Aug282015
Posted at 10:52 AM
Guest blog post by Dr. Therese P. McAllister, Group Leader of the Community Resilience Group in the Materials and Structural Systems Research Division of the Engineering Laboratory (EL) at the National Institute of Standards and Technology (NIST)
Floods, tornadoes, hurricanes, earthquakes, and other hazardous events can and do have a devastating effect on our communities in terms of lives lost, property damaged, and livelihoods disrupted. It can take years for a community to return to normal. Even when they do get back on their feet, the scars can linger for decades more. Ten years later, people are still recovering from Hurricane Katrina.
Planning for communities to prepare for and recover from hazardous events like these—to be more resilient—is complex and requires input from a wide range of disciplines and people. In fact, the idea of community resilience is so new that you won’t find many students studying it or universities offering courses … yet.
Different technical and community experts have their own ways of tackling the problem of reducing risks or the impact of those events. They usually work on their own piece of the puzzle. For example, structural engineers tend to focus on whether a building will protect the lives of occupants, not necessarily its degree of functionality or how a structure contributes to vital services. Community planners may focus on steps needed to provide emergency services after an event occurs. A community may have a plan for land use, emergency response, or community development, but these likely are all separate plans.
At NIST, we think that communities ought to be looked at as a system of systems. By working hand-in-hand with experts and stakeholders from the private and public sectors, we are working on helping communities to integrate these plans so that they all work together. We’re also trying to provide them with access to more and better tools to plan not just for emergency response but for community recovery in both the short and longer terms.
I’m a structural engineer, but I am working with experts in land use, sanitation, and transportation, power, and energy systems. Others specialize in sociology, economics, and business continuity. Some are on the NIST team, or collaborative partners, such as the NIST-funded Community Resilience Center of Excellence at Colorado State University. What brings us together and motivates us is the chance to help communities prepare better and get back to “normal” faster. Our job at NIST is to develop the tools, including the practical planning steps as well as the science, to help make that a reality.
The country learned a great deal from Katrina. In New Orleans—and later after deadly tornadoes across Missouri and again after Superstorm Sandy in New York and New Jersey—I saw damaged and destroyed hospitals and nursing homes, schools, stores, homes, roads and bridges, water supply and treatment plants, and communications and power systems. They were among the many structures no longer fit for use.

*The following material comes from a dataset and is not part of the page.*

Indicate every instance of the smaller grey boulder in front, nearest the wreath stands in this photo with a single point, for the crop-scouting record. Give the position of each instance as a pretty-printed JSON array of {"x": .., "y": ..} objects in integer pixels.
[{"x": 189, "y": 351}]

Building codes and standards can and do improve the performance of individual buildings and structures that are important parts of the community’s infrastructure—if they meet those requirements set by state and local jurisdictions. What my colleagues and I are doing now with the help of experts and stakeholders across the nation is developing guidance and tools that entire communities can use. Every building, road or bridge, cell tower or pipeline represents so much more than a structure. We have to consider the role each plays in our community—schools to educate the young, hospitals to care for the sick—in order to develop a thoughtful, practical plan for how we allocate resources and deal with the loss of services when those buildings are damaged.
One of our challenges is convincing communities to prepare for hazard events like these when they happen so infrequently, whether they are floods, storms, earthquakes, or human-caused disasters. We want to help communities to better appreciate that resilience should be a normal part of planning. If they do, they may have fewer interruptions, care better for residents, and be able to rebound faster. Planning for hazard events like these could also have economic benefits because businesses are more likely to want to remain in or relocate to well-planned communities knowing they will be better protected and better able to continue operations after a hazardous event.

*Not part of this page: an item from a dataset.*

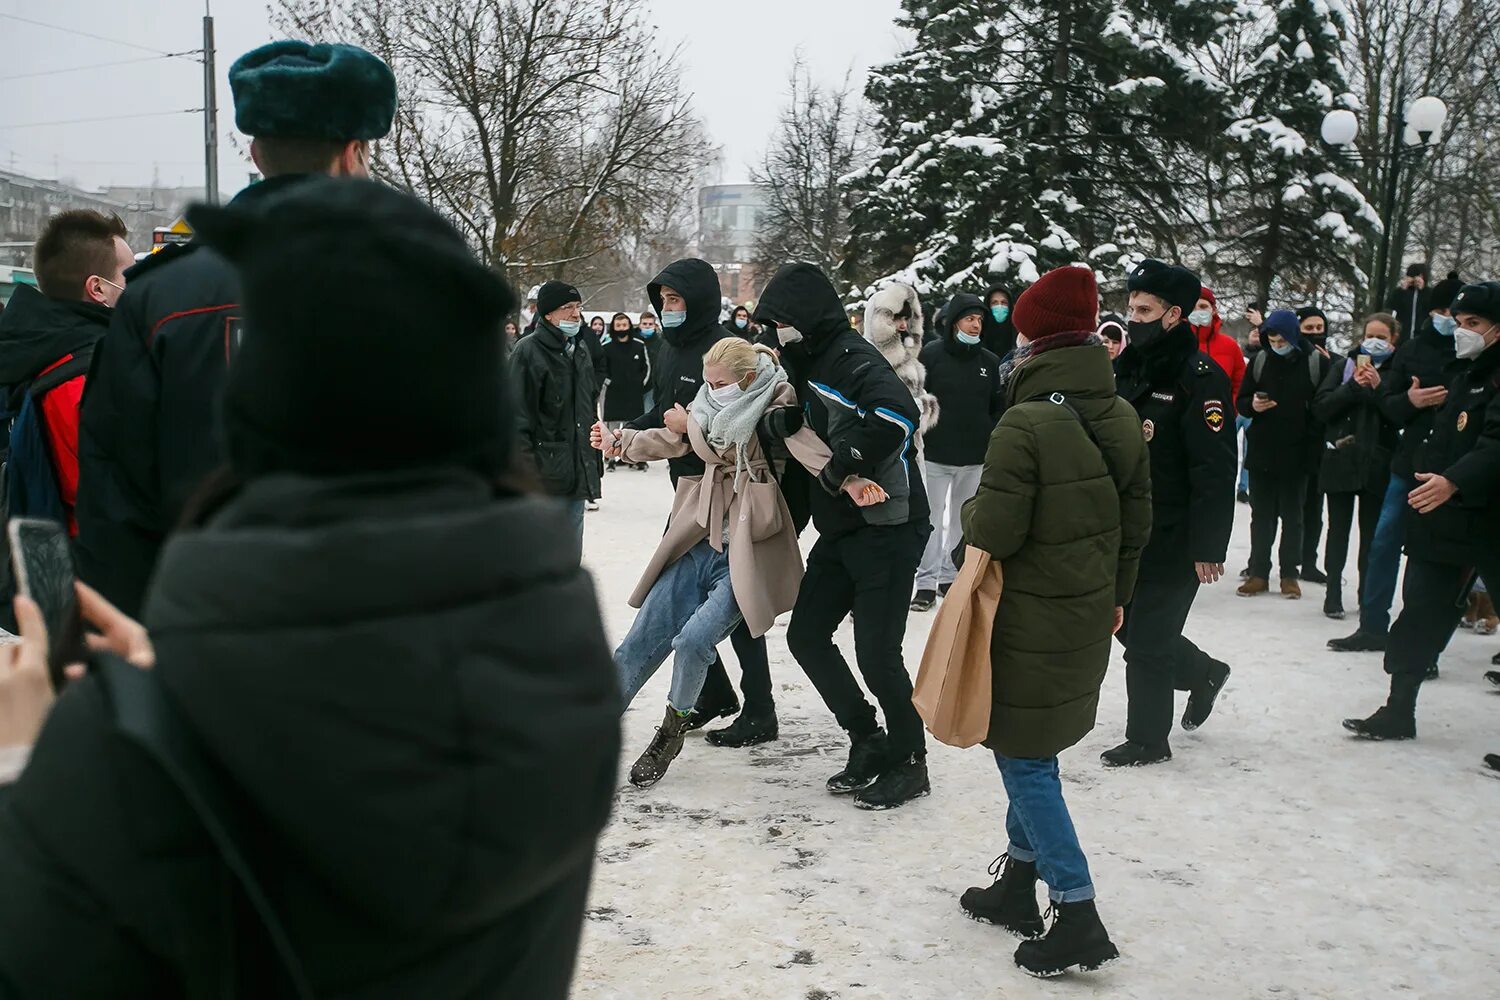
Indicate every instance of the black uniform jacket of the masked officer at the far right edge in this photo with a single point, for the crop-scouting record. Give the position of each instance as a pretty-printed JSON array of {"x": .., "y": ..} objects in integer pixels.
[{"x": 1465, "y": 449}]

A more resilient community can be a boon to those around it, too. Hurricane Katrina devastated such a large region that we saw communities unable to help each other to restore power and other services. They were too busy trying to solve their own problems.
This made it clear that we had to think and plan for these types of events on a wider scale. We also realized that putting things back just the way they were is not always the best option. Recovery is also an opportunity to do it better than the first time.
This fall, we will release our Community Resilience Planning Guide for Buildings and Infrastructure Systems. In preparing that guide, we traveled to communities across the country and reached out more broadly to many stakeholders to collect their input. In addition, we will make sure communities know about it and how to use it. One way to ensure that they have even better tools moving forward and that barriers to community resilience are identified and addressed is through a new Community Resilience Panel on Buildings and Infrastructure System. This panel will meet for the first time on November 9th at the NIST Gaithersburg, Md., campus.
I’m really proud to be part of this community resilience effort and to know that I can have such a positive impact on communities across the country and possibly even the world. This is what public service is all about to me.